Alabama Chief Justice Roy Moore is facing an ethics hearing Monday after instructing the state’s judges last fall not to grant marriage licenses to same-sex couples. Moore issued those directions more than six months after the Supreme Court struck down bans on same-sex marriage, but says he wasn’t trying to tell anybody to disregard federal law. He’s also bitterly feuding with a drag queen, one of several people to file an ethics complaint against him. She’s winning.
Moore issued his instructions in February 2015, but insisted he wasn’t doing it for any anti-gay reasons, because he actually had numerous gay friends or whatever. He maintains that he was merely telling the state judiciary to wait until the Alabama Supreme Court issued its own ruling.
But his critics, including beloved longtime Dothan drag queen Ambrosia Starling, call bullshit, filing ethics complaints against him with the Judicial Inquiry Commission and saying his evident anti-gay bias made him unfit to perform his job. (It’s actually the second time Moore has faced ethics charges: he was removed from the high court in 2003 after refusing to remove a Ten Commandments monument he’d secretly installed in the courthouse rotunda in the middle of the night.)
Moore responded to Starling by saying she’s mentally unstable and unfit to criticize him due to her drag queenery: “This person and some of the people around her, would have been said to have a mental disorder-gender identity disorder according to the Diagnostic Statistical Manual of the American Psychiatric Association,” he said last month.
Starling responded by reading an open letter to Moore at a rally, politely telling him to fuck off:
“The Judicial Inquiry Commission for the State of Alabama seems to think I am quite mentally stable, as are more than 50 fellow citizens who have filed such complaints,” Starling said. “You have made much of my actions and those over 120 United States citizens residing in Alabama, while trying to escape the blame for your own actions.”
“Your attempt to manipulate laws and due process of law against any citizen are a disgrace to your elected office.”
She added that her “political agenda” was pretty simple: “Have good manners.”

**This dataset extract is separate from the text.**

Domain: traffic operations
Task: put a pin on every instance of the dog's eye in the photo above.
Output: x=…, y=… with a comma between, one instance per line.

Moore is not exactly doing a great job defending himself against charges of homophobia, in that he keeps saying anti-gay things to journalists who call him about this whole deal.
“The Judicial Inquiry Commission has chosen to listen to people like Ambrosia Starling,” Moore told Alabama.com. “A professed transvestite and other gay, lesbian, and bisexual individuals, as well as organizations that support their agenda.”
As Moore faces his ethics hearing, Starling is pondering a run for Governor, under the platform, “A queen you can trust.”